Newly Discovered Vulnerabilities

  • Commvault Command Center Critical Flaw

    • CVE-2025-34028: A critical vulnerability in Commvault Command Center allows remote code execution with highly privileged access. The flaw has been patched but poses substantial risk to sensitive data and backups.

  • Linux io_uring Rootkit

    • Researchers demonstrated a proof-of-concept rootkit (“Curing”) leveraging Linux’s io_uring interface to bypass system call-based threat detection, creating a significant security blindspot for Linux environments.

  • KiviCare Clinic & Patient Management System

    • Version 3.6.4 is vulnerable to unauthenticated SQL injection, posing a medium risk to healthcare organizations using this EHR platform.

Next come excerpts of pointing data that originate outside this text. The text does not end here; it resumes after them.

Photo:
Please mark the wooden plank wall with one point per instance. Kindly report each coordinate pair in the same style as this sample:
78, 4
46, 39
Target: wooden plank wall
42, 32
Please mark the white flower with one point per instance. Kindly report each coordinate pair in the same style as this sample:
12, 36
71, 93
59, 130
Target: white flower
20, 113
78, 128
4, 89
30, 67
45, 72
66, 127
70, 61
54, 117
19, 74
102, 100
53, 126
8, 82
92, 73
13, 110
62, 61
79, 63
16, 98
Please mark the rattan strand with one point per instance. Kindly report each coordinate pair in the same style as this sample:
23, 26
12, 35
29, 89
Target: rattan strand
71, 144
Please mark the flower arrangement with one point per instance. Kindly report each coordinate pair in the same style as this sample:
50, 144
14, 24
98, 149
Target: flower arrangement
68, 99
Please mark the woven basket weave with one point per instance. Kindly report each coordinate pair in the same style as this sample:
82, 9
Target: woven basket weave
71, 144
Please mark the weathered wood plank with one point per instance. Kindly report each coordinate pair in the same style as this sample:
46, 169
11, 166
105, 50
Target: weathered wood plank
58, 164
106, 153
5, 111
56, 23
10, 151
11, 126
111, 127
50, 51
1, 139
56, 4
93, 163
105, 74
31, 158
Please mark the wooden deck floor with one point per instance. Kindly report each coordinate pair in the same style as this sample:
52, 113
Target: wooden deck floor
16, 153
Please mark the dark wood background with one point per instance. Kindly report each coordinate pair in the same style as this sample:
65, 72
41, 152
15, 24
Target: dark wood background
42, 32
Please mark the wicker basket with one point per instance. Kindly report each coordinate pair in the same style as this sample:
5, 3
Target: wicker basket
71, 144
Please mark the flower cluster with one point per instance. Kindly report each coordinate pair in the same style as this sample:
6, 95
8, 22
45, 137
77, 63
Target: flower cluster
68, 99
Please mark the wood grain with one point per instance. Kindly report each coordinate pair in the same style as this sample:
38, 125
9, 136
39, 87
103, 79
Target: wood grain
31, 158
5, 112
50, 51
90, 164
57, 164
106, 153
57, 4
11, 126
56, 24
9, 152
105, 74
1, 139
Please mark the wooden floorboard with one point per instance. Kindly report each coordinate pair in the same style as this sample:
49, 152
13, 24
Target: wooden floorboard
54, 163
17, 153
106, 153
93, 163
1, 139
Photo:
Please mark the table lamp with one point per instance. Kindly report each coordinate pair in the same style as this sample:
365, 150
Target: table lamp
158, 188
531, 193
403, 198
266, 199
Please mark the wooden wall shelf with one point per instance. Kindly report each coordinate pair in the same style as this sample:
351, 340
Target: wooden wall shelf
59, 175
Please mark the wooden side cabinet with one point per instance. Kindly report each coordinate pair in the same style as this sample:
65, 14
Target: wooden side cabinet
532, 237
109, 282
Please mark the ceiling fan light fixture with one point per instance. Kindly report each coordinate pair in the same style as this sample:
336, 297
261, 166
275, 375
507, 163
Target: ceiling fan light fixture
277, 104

Notable Threat Actor Activity

  • Darcula Phishing-as-a-Service Platform

    • The Darcula PhaaS platform has integrated generative AI features, lowering the technical barrier for cybercriminals to craft convincing phishing campaigns.

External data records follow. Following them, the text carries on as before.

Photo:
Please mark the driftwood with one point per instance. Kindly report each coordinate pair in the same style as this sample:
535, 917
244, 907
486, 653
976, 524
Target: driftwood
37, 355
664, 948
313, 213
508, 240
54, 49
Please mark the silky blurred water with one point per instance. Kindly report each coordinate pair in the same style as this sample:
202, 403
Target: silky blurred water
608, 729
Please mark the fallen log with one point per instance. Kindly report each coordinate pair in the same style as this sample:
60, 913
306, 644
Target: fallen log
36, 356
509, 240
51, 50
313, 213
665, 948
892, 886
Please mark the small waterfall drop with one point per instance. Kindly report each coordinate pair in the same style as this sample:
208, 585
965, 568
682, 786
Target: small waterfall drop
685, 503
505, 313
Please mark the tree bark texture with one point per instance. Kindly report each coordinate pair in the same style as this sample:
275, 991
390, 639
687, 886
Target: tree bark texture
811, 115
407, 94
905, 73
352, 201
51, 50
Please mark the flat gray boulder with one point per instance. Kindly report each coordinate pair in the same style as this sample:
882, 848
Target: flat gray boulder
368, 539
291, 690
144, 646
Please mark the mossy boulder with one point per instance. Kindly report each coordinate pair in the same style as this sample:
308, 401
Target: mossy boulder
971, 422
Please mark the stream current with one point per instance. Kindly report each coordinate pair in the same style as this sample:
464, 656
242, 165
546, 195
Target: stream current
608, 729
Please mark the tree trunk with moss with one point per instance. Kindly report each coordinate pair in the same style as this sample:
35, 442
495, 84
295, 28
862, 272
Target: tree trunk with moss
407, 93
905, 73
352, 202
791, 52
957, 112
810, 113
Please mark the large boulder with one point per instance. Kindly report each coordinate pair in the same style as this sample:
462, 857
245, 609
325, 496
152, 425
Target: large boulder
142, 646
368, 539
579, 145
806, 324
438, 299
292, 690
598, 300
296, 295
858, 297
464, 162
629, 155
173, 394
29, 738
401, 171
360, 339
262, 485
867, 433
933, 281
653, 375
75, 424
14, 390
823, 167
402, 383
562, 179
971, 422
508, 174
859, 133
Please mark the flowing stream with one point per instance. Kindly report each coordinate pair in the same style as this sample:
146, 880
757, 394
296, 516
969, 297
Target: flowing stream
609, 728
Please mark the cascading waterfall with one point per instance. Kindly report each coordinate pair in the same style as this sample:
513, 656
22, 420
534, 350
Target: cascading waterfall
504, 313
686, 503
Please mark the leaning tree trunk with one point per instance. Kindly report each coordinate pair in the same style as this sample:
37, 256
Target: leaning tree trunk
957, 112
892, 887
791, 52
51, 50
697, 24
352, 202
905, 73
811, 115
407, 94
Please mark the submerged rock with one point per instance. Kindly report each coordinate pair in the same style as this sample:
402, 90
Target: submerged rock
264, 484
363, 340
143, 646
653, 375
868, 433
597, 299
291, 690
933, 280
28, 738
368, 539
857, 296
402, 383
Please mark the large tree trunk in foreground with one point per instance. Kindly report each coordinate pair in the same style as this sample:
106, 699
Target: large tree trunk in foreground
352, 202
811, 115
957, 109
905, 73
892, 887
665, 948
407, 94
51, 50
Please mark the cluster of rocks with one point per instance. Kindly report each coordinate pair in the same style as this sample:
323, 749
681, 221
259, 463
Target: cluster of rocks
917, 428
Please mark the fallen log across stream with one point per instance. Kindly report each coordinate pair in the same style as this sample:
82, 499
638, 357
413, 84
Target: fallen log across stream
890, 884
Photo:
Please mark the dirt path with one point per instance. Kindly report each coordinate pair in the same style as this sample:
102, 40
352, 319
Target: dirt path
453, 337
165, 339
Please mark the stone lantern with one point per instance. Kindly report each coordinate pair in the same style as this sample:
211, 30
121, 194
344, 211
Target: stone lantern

  • North Korean IT Worker Recruitment Scams

    • North Korean IT workers are increasingly using generative AI tools to fraudulently secure employment at US and European tech companies.

  • Interlock Ransomware

    • The group continues to publicly leak data from high-profile healthcare sector victims, increasing extortion pressure.

  • SessionShark Toolkit

    • A new toolkit is circulating that enables bypassing Microsoft Office 365 MFA by stealing session tokens, despite being marketed as an educational resource.

  • Android NFC Malware

    • “SuperCard X” malware exploits the NFC reader on victims’ Android devices to instantly steal credit card funds, highlighting evolving mobile malware tactics.

Trends, Tools, and Tactics

  • Rapid Vulnerability Exploitation

    • In Q1 2025, 159 CVEs were exploited in the wild, with 28.3% targeted within 24 hours of disclosure, underscoring the need for accelerated patching cycles.

  • Email Security Deficiencies

    • 50% of organizations lack effective protection against email spoofing, leaving them vulnerable to phishing and business email compromise.

  • Zero Trust Automation in Healthcare

    • Adoption of automated zero trust approaches, including dynamic policy enforcement and risk scoring, is increasing in healthcare without requiring network redesign.

  • Phishing and Ransomware Prevalence

    • FBI reports cybercrime losses rose to $16.6B in 2024, with phishing as the most reported crime and ransomware as the leading threat to critical infrastructure.
    • Ransomware is now implicated in nearly half of all data breaches, though most victims (64%) do not pay ransoms.

  • Encrypted Email Risks

    • Gmail’s rollout of end-to-end encryption for business customers may inadvertently facilitate phishing attacks, especially targeting non-Gmail users.

Regulatory and Policy Developments

  • UK Sanctions on Russia

    • The UK has expanded sanctions, including a ban on exporting video game controllers to Russia, aiming to disrupt equipment supply chains for attack drone operations.

  • AI Security and Compliance

    • Microsoft increased bug bounty payments up to $30,000 for AI vulnerabilities in Dynamics 365 and Power Platform, reflecting a growing focus on AI security.
    • Regulatory guidance highlights the need for organizations to proactively address encryption, AI security, and platform consolidation to manage compliance and risk.

Other Noteworthy Updates

  • Microsoft Exchange Online Spam Filtering

    • Microsoft resolved a machine learning bug that incorrectly flagged Adobe emails as spam.

  • Teltonika Networks SMS Gateway Attacks

    • Ongoing exploitation of SMS gateways is contributing to large-scale SMS spam campaigns.